Q Thank you, Vice President Dick Cheney. My question has to do with the war on terrorism and the massive weapons of destruction. Why don't we have better relationships with Iran, that supports Hezbollah, that sent that ship to Israel with those weapons for the Palestinians? Thank you.
THE VICE PRESIDENT: I'm sorry, why don't we have better relations with Iran?
THE VICE PRESIDENT: Well, the situation in Iran is interesting. It's different than circumstances elsewhere out there. The government, the current government in Iran, clearly has actively and aggressively supported, especially, Hezbollah. It has been a major source of state-sponsored terrorism, if you will, and devoted to the effort to destroy the peace process.
We find that, clearly, something that we can't accept. And we've made clear our opposition to that, as well as to their efforts to try to acquire weapons of mass destruction. They're actively working trying to acquire ballistic missile technology, as well as nuclear weapons themselves.
But our argument with Iran is not with Iranian people. What we find is I think that the potential exists that underneath that regime whose policies we find so objectionable, there is a growing body of opinion on the part of the Iranian people that favors and supports democracy, that wants to build a good relationship with the United States, that believes in an opening to the West. And we think the prospects there are promising in some respects.
The President spoke out recently about the yearning of the Iranian people for democracy. We think that's something we need to support and we've been very forthright in encouraging that. And so we'll see what happens, but that's clearly a different situation than we have in some of the other places where we're operating.
MS. DUFFY: Mr. Vice President, a last question. Do you expect to be on the GOP ticket as the Vice Presidential candidate in 2004? Under what conditions would you reconsider plans to seek reelection? And then, put a different way, how's your heart? (Laughter.)
THE VICE PRESIDENT: Well, I suppose two people are going to figure very prominently in that decision. One is, obviously, the President; the other is my wife. (Laughter.) And I have enjoyed immensely my time with the President. The return to public life carries certain penalties. You pay a price once you get into the public arena because you do become a target. But, by the same token, the opportunity to serve alongside President Bush for these last two years, the campaign and all that we've been through as an administration, has been clearly, I think, the high point of my professional life, and I wouldn't have missed it for the world.

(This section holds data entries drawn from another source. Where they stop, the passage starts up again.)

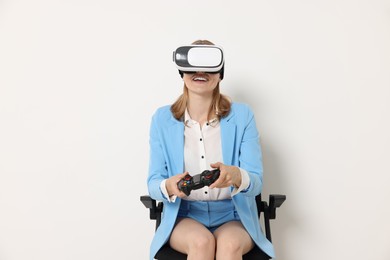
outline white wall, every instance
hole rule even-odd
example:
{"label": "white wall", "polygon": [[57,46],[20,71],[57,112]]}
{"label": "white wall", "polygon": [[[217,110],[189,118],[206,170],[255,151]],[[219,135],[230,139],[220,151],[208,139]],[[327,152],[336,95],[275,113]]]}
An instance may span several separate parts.
{"label": "white wall", "polygon": [[390,259],[390,3],[0,1],[0,259],[147,259],[150,117],[181,44],[256,113],[281,260]]}

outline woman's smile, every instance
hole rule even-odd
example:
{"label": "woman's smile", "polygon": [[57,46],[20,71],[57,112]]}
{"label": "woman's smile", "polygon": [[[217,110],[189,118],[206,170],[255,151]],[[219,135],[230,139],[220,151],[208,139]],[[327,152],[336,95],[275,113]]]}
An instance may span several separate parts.
{"label": "woman's smile", "polygon": [[192,81],[195,81],[197,83],[204,83],[204,82],[208,82],[209,81],[209,78],[207,76],[205,76],[205,74],[195,74],[193,77],[192,77]]}

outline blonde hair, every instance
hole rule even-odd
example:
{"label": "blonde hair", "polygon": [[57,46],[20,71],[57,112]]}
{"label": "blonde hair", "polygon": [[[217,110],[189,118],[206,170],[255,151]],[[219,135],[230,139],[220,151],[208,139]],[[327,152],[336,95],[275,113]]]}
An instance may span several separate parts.
{"label": "blonde hair", "polygon": [[[194,41],[192,44],[214,45],[214,43],[208,40],[197,40]],[[184,113],[187,108],[188,98],[189,98],[188,88],[186,84],[184,84],[183,94],[181,94],[179,98],[175,101],[175,103],[173,103],[171,106],[171,112],[173,114],[173,117],[179,121],[183,121],[184,119]],[[222,95],[220,93],[219,83],[218,83],[217,87],[213,91],[213,99],[211,101],[207,120],[210,120],[209,116],[213,114],[216,114],[218,119],[227,116],[230,113],[230,108],[231,108],[231,101],[227,96]]]}

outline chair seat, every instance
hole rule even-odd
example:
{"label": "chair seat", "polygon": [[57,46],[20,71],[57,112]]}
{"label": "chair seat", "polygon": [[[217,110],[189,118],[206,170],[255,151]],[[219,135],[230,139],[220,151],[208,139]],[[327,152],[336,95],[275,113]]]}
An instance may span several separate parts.
{"label": "chair seat", "polygon": [[[168,244],[165,244],[156,254],[158,260],[186,260],[187,255],[177,252]],[[269,260],[270,257],[255,246],[247,254],[243,255],[243,260]]]}

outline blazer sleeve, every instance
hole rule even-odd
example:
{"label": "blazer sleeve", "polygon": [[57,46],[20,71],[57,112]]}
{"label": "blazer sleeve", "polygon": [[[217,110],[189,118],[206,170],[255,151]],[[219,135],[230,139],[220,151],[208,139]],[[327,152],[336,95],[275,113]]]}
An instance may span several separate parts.
{"label": "blazer sleeve", "polygon": [[262,152],[254,114],[248,106],[246,108],[246,116],[242,117],[246,120],[239,146],[239,167],[248,172],[250,184],[248,189],[241,193],[244,196],[256,196],[261,193],[263,188]]}
{"label": "blazer sleeve", "polygon": [[153,115],[149,135],[149,174],[147,185],[149,195],[158,201],[166,200],[163,195],[160,184],[168,178],[167,163],[164,156],[164,147],[162,144],[162,135],[160,133],[158,111]]}

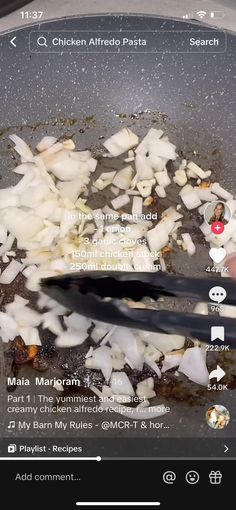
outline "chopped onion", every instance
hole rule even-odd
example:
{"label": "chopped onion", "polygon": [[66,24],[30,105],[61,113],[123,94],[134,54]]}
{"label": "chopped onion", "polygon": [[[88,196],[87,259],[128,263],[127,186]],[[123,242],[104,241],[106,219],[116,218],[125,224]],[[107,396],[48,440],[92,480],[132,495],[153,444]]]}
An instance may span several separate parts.
{"label": "chopped onion", "polygon": [[132,149],[137,144],[138,137],[131,129],[123,128],[108,138],[103,145],[112,156],[120,156],[120,154]]}
{"label": "chopped onion", "polygon": [[135,158],[135,168],[137,172],[134,178],[135,183],[143,179],[153,178],[153,169],[146,156],[143,156],[142,154],[137,154]]}
{"label": "chopped onion", "polygon": [[143,199],[142,197],[134,197],[132,205],[132,215],[140,216],[143,212]]}
{"label": "chopped onion", "polygon": [[154,391],[154,379],[148,377],[137,384],[136,395],[140,398],[148,399],[156,396]]}
{"label": "chopped onion", "polygon": [[212,202],[213,200],[217,200],[217,196],[211,193],[210,188],[195,187],[194,189],[197,192],[200,200],[205,202]]}
{"label": "chopped onion", "polygon": [[129,365],[132,369],[142,370],[143,358],[138,349],[138,342],[134,334],[125,327],[117,327],[110,337],[109,342],[117,344],[124,352]]}
{"label": "chopped onion", "polygon": [[193,312],[200,313],[201,315],[208,315],[208,304],[203,302],[197,303],[194,307]]}
{"label": "chopped onion", "polygon": [[112,393],[116,395],[134,395],[133,386],[125,372],[113,372],[110,386]]}
{"label": "chopped onion", "polygon": [[201,205],[201,200],[195,190],[183,193],[181,198],[185,207],[189,210],[195,209]]}
{"label": "chopped onion", "polygon": [[139,181],[137,188],[140,195],[142,195],[144,198],[148,197],[151,194],[153,184],[155,184],[155,179]]}
{"label": "chopped onion", "polygon": [[185,234],[181,234],[181,235],[182,235],[182,238],[183,238],[184,246],[185,246],[188,254],[190,256],[194,255],[194,253],[196,252],[196,246],[193,243],[190,234],[185,233]]}
{"label": "chopped onion", "polygon": [[25,345],[41,345],[41,340],[37,328],[31,326],[20,327],[19,334],[24,340]]}
{"label": "chopped onion", "polygon": [[55,340],[55,345],[59,348],[76,347],[81,345],[87,338],[84,331],[63,331]]}
{"label": "chopped onion", "polygon": [[7,240],[7,229],[0,224],[0,244],[5,244]]}
{"label": "chopped onion", "polygon": [[171,370],[172,368],[178,367],[181,359],[183,357],[183,353],[181,352],[167,352],[165,354],[161,371],[167,372],[167,370]]}
{"label": "chopped onion", "polygon": [[44,136],[42,138],[41,142],[39,142],[38,145],[36,146],[36,149],[39,152],[46,151],[47,149],[49,149],[49,147],[54,145],[54,143],[56,143],[56,142],[57,142],[57,138],[55,138],[55,136]]}
{"label": "chopped onion", "polygon": [[203,350],[200,347],[186,349],[180,365],[179,372],[185,374],[191,381],[202,386],[209,383],[209,373],[204,360]]}
{"label": "chopped onion", "polygon": [[232,193],[229,193],[224,188],[222,188],[218,182],[214,182],[214,184],[212,184],[211,191],[213,191],[213,193],[215,193],[218,197],[223,198],[224,200],[233,200],[234,198]]}
{"label": "chopped onion", "polygon": [[171,219],[163,218],[153,229],[147,232],[147,240],[151,251],[160,251],[169,240],[169,234],[175,223]]}
{"label": "chopped onion", "polygon": [[22,271],[23,267],[23,264],[17,262],[17,260],[12,260],[2,272],[0,276],[0,283],[4,285],[9,285],[12,283],[20,271]]}
{"label": "chopped onion", "polygon": [[129,202],[130,198],[128,195],[119,195],[119,197],[111,200],[111,205],[115,210],[117,210],[121,209],[121,207],[124,207],[124,205],[127,205]]}
{"label": "chopped onion", "polygon": [[34,155],[24,140],[17,135],[9,135],[9,138],[15,143],[14,149],[21,156],[22,163],[32,161]]}
{"label": "chopped onion", "polygon": [[126,166],[116,173],[112,184],[119,189],[127,190],[130,187],[132,180],[133,168],[132,166]]}
{"label": "chopped onion", "polygon": [[163,172],[156,172],[155,178],[159,186],[166,188],[171,183],[171,180],[169,178],[168,172],[166,168],[163,170]]}
{"label": "chopped onion", "polygon": [[155,192],[158,195],[158,197],[160,197],[160,198],[165,198],[166,197],[165,188],[163,188],[163,186],[156,186],[155,187]]}
{"label": "chopped onion", "polygon": [[14,340],[18,334],[18,326],[8,313],[0,312],[0,337],[3,342]]}
{"label": "chopped onion", "polygon": [[37,327],[42,321],[41,315],[28,306],[17,307],[13,317],[20,327]]}
{"label": "chopped onion", "polygon": [[190,161],[187,164],[187,168],[195,174],[196,177],[200,177],[200,179],[206,179],[209,174],[206,175],[206,172],[200,168],[200,166],[196,165],[196,163],[193,163],[193,161]]}

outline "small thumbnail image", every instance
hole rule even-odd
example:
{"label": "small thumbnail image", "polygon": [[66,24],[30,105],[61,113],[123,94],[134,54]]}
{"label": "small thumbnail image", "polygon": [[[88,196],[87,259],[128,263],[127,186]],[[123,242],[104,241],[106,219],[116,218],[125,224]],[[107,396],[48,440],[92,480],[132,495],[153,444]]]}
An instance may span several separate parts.
{"label": "small thumbnail image", "polygon": [[220,221],[223,225],[227,225],[231,218],[231,210],[227,204],[220,201],[214,201],[208,204],[205,209],[204,217],[208,225],[212,225],[216,221]]}
{"label": "small thumbnail image", "polygon": [[226,407],[214,405],[206,412],[206,421],[212,429],[224,429],[230,420],[230,414]]}

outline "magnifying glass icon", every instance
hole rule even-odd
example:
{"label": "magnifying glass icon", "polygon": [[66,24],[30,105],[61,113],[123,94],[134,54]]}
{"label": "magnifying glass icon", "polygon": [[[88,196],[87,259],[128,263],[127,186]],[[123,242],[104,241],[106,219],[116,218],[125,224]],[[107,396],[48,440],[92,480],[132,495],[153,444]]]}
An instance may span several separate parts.
{"label": "magnifying glass icon", "polygon": [[40,37],[38,37],[38,39],[37,39],[37,44],[38,44],[39,46],[46,46],[46,48],[48,47],[48,45],[47,45],[47,39],[46,39],[46,37],[44,37],[44,35],[40,35]]}

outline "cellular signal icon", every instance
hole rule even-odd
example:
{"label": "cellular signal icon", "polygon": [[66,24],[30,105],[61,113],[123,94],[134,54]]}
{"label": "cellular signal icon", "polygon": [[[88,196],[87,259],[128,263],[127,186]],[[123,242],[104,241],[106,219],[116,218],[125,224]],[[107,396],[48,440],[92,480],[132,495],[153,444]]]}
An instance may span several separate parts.
{"label": "cellular signal icon", "polygon": [[199,18],[202,19],[206,16],[207,13],[206,11],[198,11],[196,14],[198,15]]}
{"label": "cellular signal icon", "polygon": [[183,19],[189,19],[189,18],[190,18],[190,14],[184,14],[184,15],[182,16],[182,18],[183,18]]}

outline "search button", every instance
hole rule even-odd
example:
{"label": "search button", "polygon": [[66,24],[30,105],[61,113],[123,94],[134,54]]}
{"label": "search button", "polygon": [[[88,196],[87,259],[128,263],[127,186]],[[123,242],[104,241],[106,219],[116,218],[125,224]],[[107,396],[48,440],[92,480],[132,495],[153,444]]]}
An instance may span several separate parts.
{"label": "search button", "polygon": [[168,483],[169,485],[173,485],[176,480],[176,474],[174,471],[165,471],[163,474],[163,482]]}
{"label": "search button", "polygon": [[44,35],[40,35],[40,37],[38,37],[37,44],[39,46],[45,46],[46,48],[48,47],[47,39],[46,39],[46,37],[44,37]]}

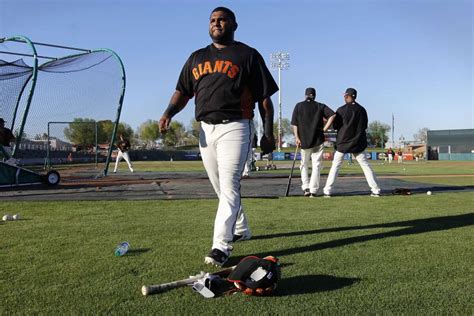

In terms of what happens next, he'll have to make a decision by this time about two years from now when the convention rolls around, in terms of deciding who he wants to have serve as his Vice President in a second term, and that will be his call. And I'll be happy to support whatever decision he chooses to make.
With respect to my health, it's good. I have been probably watched now than I have ever been. (Laughter.) I've got the doctor following me around everyplace I go, literally. When I get on the elevator, there's a guy there with a black bag -- (laughter) -- actually, two guys with black bags. One has the football, the other has medical capabilities. (Laughter.)
And so I don't have any complaints. I'm proof positive of the enormous value of the wonders of modern medical technology, and for that I'm very grateful. I've been able to pursue a full and active career, even though I have coronary artery disease. And so if the President's willing, and if my wife approves, and if the doctors say it's okay, then I'd be happy to serve a second term. But I emphasize again, that's the President's call, not mine.
MS. DUFFY: Thank you so much, Mr. Vice President, for joining us today. (Applause.)